The data in this assignment are not challenging. The point was to demonstrate that we can train **generalized linear models** with non-linear features to learn non-linear decision boundaries! We improved the performance by *manually* deriving the non-linear features.  

Modern machine learning applications also involve more advanced models that do not require us to manually derive the non-linear features. Instead, the models attempt to *learn* the non-linear relationships for us. Such models can be very accurate, however these advanced models are not as easy to interpret as generalized linear models. That is why it is critical to train generalized linear models before training any advanced method like neural networks, random forests, and gradient boosted trees.  

Even though this is a relatively simple application, let's train several advanced methods to compare to the tuned elastic net model. This will allow us to compare the performance and predictive trends of these more advanced models to simpler and easier to interpret models. This provides context for understanding why the more advanced models out perform the simpler ones!  

**Important**: Each of the advanced non-linear models attempt to learn *basis functions* for us. Thus, you will not specify polynomials, or natural splines, or any other function within the formula. Instead, you should type the formula in `caret::train()` as if you are using linear additive features. The non-linear models will "create" the non-linear features for you. The `df_caret` dataframe only consists of inputs, `x1` through `x3`, and the binary outcome, `outcome`. Thus you can use the `.` "shortcut" operator to define the formula for each non-linear model:  

`outcome ~ .`

This will save on typing **but** can only be used because the `df_caret` dataframe only contains the inputs and output. If there were other variables within the dataframe and we did not want to use then we could not use the `.` operator like that.  

### 5a)

You will begin by training a neural network via the `nnet` package. `caret` will prompt you to install `nnet` if you do not have it installed already. Please open the R Console to "see" the prompt messages to help with the installation.  

You will first use the default `caret` tuning grid for `nnet`. You will train a neural network to classify the binary outcome, `outcome`, with respect to the continuous and categorical input. As previously stated, you may use the `.` "shortcut" operator in the formula to `caret::train()` to say the output is a function of "everything else" in the dataframe.
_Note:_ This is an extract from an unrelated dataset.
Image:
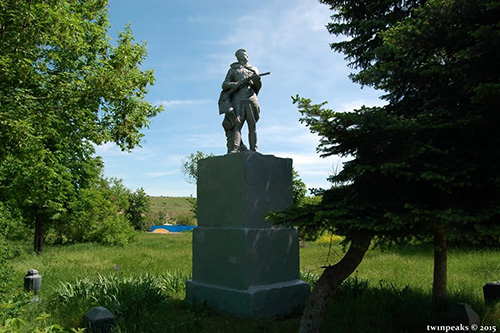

Assign the `method` argument to `'nnet'` and set the `metric` argument to `my_metric`. You must also instruct `caret` to standardize the features by setting the `preProcess` argument equal to `c('center', 'scale')`. Assign the `trControl` argument to the `my_ctrl` object.  

You are therefore using the same resampling scheme for the neural network as you did with the elastic net model! This will allow directly comparing the neural network performance to the elastic net model!  

**Train, assess, and tune the `nnet` neural network with the defined resampling scheme. Assign the result to the `nnet_default` object and print the result to the screen. Which tuning parameter combinations are considered to be the best?**  

**IMPORTANT**: include the argument `trace = FALSE` in the `caret::train()` function call. This will make sure the `nnet` package does **NOT** print the optimization iteration results to the screen.  

#### SOLUTIOn

The random seed is set for you for reproducibility. You may add more code chunks if you like.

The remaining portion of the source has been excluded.